Typed Clojure Preview: Red/Black tree rebalancing invariants (with plain maps)

02 Oct 2013

I am crowdfunding 12 months of full time development on Typed Clojure. Please pledge or share!

One of the first problems I attempted to solve with Typed Clojure turned out to be one of the most difficult: statically verifying Red/Black tree rebalancing invariants.

This post describes how close I am to checking these invariants. Note that the code examples might not be currently checkable.

Image credit: http://matt.might.net/


I was lucky enough to have Rowan Davies supervise my Honours project on Typed Clojure. He introduced me to SML CIDRE, a refinement type checker for SML. Rowan's perspective on types was an interesting counterpoint to mine, but perhaps even more interesting were the parallels between SML CIDRE and Typed Clojure: SML CIDRE is a type system layered on top of SML, and Typed Clojure is the same for Clojure.

The example that opened my eyes to the ability of SML CIDRE is one that checks a Red/Black tree implementation. SML CIDRE can statically verify the colour invariant of Red/Black tree rebalancing operations. This is quite remarkable.

Let's explore the problem of verifying a Clojure Red/Black tree implementation with Typed Clojure.

An idiomatic Red/Black tree implementation in SML is defined using datatypes. In that spirit, the Clojure port will be implemented with plain hash maps.

Basic Types

We need three basic types in a Red/Black tree implementation: Red nodes, Black nodes, and Leaf nodes.
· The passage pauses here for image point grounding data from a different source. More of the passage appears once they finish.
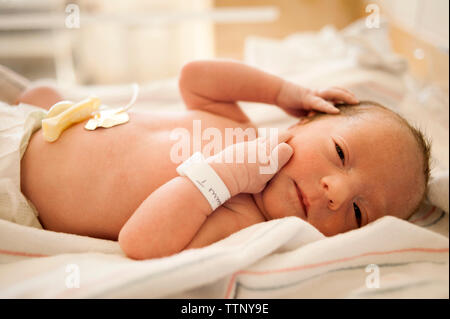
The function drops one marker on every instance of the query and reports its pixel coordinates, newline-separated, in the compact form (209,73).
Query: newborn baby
(337,171)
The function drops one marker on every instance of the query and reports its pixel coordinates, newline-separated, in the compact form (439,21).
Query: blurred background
(111,42)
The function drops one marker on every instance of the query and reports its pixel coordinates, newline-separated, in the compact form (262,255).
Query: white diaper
(17,124)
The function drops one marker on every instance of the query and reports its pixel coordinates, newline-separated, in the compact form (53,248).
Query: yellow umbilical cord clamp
(63,115)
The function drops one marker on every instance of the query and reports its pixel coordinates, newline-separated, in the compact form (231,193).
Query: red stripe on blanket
(19,253)
(310,266)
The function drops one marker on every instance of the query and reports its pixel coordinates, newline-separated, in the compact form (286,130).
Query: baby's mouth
(301,199)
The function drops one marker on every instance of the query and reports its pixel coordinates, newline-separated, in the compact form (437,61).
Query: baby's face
(349,172)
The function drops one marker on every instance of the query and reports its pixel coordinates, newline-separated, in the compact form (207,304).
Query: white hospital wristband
(205,179)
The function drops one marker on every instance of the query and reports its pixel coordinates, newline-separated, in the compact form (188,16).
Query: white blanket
(284,258)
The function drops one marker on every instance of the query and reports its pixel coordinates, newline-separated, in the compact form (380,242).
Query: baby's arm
(216,85)
(173,216)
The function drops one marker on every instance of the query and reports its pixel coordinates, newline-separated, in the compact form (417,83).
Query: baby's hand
(244,169)
(299,101)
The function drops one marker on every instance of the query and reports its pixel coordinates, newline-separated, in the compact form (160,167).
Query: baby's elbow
(131,245)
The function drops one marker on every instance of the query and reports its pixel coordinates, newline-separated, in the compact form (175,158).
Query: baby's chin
(278,200)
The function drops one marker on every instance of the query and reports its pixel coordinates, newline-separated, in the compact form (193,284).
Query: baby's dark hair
(423,143)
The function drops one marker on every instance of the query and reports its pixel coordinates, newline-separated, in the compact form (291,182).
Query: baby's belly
(90,182)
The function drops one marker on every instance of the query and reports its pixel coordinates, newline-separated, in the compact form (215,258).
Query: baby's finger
(268,144)
(317,103)
(345,90)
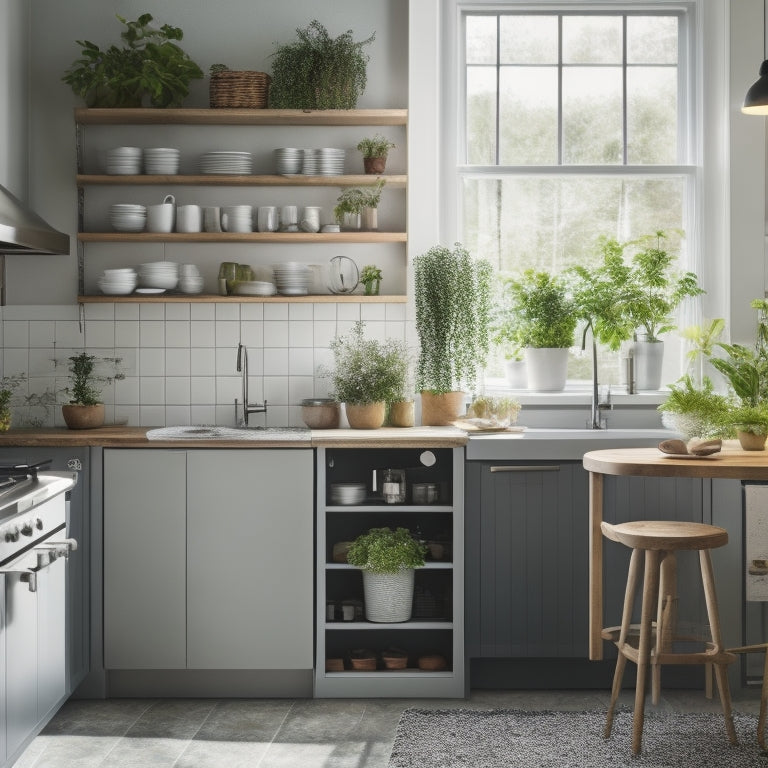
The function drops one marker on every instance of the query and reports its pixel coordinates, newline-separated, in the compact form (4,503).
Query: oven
(34,552)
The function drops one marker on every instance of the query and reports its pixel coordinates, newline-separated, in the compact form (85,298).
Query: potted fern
(452,294)
(387,560)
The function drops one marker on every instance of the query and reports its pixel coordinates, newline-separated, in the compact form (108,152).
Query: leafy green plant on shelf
(150,65)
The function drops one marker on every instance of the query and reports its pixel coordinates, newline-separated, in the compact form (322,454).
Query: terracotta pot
(401,414)
(83,416)
(368,416)
(441,410)
(375,164)
(750,441)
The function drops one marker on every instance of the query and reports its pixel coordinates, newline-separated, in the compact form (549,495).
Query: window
(575,125)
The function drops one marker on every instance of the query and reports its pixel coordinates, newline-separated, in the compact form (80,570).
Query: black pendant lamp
(756,100)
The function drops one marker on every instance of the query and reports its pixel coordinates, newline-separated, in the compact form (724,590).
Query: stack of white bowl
(118,282)
(159,274)
(330,161)
(190,279)
(161,161)
(288,160)
(124,161)
(292,278)
(347,493)
(128,217)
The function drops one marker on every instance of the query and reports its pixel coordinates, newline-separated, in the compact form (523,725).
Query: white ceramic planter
(547,368)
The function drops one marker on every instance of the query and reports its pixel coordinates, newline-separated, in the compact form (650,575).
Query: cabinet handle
(527,468)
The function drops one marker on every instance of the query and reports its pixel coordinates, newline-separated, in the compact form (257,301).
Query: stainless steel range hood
(23,231)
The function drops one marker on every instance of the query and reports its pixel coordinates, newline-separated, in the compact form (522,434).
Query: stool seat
(667,535)
(650,644)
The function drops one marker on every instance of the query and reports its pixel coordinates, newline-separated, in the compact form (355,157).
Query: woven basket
(388,596)
(239,89)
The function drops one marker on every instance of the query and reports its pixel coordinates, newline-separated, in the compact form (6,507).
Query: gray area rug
(432,738)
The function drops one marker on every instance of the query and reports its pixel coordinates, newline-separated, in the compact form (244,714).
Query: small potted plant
(375,151)
(318,71)
(149,66)
(543,320)
(85,409)
(452,292)
(370,277)
(387,559)
(367,375)
(8,386)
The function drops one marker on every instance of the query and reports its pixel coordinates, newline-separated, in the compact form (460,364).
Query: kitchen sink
(213,432)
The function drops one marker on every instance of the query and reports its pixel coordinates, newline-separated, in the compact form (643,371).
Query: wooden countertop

In Typed Clojure, they are simply type aliases of heterogeneous maps, differentiated by the :tree entry.

(def-alias EntryT 
  "The payload"
  '{:key Number
    :datum Number})

(def-alias Empty
  "A terminating node."
  '{:tree ':Empty})

(def-alias Red
  "A red node"
  (TFn [[l :variance :covariant]
        [r :variance :covariant]]
    '{:tree ':Red
      :entry EntryT
      :left l
      :right r}))

(def-alias Black
  "A black node"
  (TFn [[l :variance :covariant]
        [r :variance :covariant]]
    '{:tree ':Black
      :entry EntryT
      :left l
      :right r}))

We also define EntryT, the payload type.

Refinement types

A refinement type in SML CIDRE is an additional layer of types over SML types for expressing logical properities and invariants. They are realised via datasorts (for example, search for 'datasort' in the Red/Black tree implementation). Refinement types are used to model and enforce the colour invariant of Red/Black trees by defining a set of type refinements, and then annotating the rebalancing functions with their expected types.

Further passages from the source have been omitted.